Having (regrettably) never seen Cradle of Fear, and I hope watching this will help atone for my misdeeds. After seeing Lordi live, being forced to put up with small obnoxious children stood next to me, and being the only guy there not wearing a black t-shirt; I can safely say that whatever those guys are in, it’s going to be cinema gold. Hoyes!

Zombie Quiz

1 05 2007

The BBC has posted a great quiz about Zombie movies.

I got 8 out of 10, which is a massive improvement over my Seven Days, Seven Questions score. Ignore the question about Zombie High, nobody cares!


26 04 2007

Went to see the new Danny Boyle film last night; Sunshine.

I have to say, I’m a little disappointed, but not that shocked. Mr. Boyle has consistently directed some sterling films, unfortunately I haven’t really enjoyed any of them. They’re all artistically stunning, and a film student’s dream, I’m sure; but something about them just doesn’t appeal to my anime/b-movie/world cinema/slasher film lust.

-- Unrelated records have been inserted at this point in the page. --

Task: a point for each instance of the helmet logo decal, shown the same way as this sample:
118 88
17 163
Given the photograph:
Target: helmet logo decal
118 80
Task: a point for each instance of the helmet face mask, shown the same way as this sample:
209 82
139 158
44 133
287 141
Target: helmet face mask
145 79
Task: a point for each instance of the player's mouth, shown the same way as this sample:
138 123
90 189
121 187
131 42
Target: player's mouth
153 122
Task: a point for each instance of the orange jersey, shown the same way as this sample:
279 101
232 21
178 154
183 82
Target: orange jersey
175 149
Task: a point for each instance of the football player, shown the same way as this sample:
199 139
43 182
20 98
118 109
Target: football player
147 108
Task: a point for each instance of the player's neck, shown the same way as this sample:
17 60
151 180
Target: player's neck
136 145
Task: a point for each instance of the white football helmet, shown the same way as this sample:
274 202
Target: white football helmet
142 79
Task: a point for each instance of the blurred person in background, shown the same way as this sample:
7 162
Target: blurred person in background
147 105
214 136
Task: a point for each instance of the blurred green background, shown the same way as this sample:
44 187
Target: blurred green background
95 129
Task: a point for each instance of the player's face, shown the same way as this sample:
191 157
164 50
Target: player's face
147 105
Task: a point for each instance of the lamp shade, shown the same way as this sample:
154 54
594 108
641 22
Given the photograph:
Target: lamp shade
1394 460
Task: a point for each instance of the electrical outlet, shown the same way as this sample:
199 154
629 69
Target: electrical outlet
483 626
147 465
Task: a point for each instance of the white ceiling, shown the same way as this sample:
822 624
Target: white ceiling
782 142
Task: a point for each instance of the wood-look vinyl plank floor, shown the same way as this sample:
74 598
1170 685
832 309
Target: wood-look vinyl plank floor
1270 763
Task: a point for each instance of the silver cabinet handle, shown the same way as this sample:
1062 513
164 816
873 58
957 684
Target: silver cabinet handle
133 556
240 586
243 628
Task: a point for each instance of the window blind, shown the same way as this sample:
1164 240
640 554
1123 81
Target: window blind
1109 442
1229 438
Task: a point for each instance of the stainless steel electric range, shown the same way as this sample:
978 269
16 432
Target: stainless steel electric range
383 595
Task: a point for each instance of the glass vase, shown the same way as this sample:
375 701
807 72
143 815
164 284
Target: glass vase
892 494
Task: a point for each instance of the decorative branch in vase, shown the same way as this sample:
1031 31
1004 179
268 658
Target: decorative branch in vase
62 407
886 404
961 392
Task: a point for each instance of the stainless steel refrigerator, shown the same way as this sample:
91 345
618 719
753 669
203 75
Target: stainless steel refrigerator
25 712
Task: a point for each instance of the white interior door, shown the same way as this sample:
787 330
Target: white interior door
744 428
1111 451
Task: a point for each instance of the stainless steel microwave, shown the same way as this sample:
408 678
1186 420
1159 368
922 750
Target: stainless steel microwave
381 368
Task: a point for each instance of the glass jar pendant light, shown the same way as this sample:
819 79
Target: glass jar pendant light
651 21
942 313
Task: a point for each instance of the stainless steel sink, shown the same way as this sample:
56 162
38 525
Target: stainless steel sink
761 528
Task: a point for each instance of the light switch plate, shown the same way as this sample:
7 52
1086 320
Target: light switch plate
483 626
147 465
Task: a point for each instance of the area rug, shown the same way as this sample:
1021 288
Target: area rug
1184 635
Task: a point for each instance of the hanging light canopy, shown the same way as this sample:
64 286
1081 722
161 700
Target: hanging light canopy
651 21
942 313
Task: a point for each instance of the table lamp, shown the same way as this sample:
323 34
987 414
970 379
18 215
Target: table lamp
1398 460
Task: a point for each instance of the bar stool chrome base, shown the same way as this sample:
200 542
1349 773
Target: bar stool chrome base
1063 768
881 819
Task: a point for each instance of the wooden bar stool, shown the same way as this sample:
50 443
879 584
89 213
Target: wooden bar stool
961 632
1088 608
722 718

For example, 28 Days Later had it’s share of zombies, but it broke the zombie formula. As far as I’m concerned zombies are a representation of death; slow and manageable, but inevitably unstoppable in their task to destroy. 28 Days Later broke that mould, to the extent where I wouldn’t really call it’s inhuman protagonists ‘zombies’ at all.

Sunshine will work for some people: those with no scientific knowledge. Not to play the geek here, but the science in this film really detracted from being able to watch without having an urge to throw popcorn. In a fantastical setting, I really wouldn’t have minded, but to have the gravity ‘turn on’ when the air comes on is a cliché that we really should have got past by now. The whole near-future setting, although initially believable descends into complete randomness near the end. Some may argue that this reflects the shattered mental state of the protagonists nearer then climax, but for me it just seemed like the film needed an ending.

In all, if you like to see a triumph of the human spirit over adversity, but don’t mind ignoring simple physical laws; go see this film. If you get annoyed when science is misappropriated in movies, skip it.

To think, I missed the second half of Scream 2 to write this!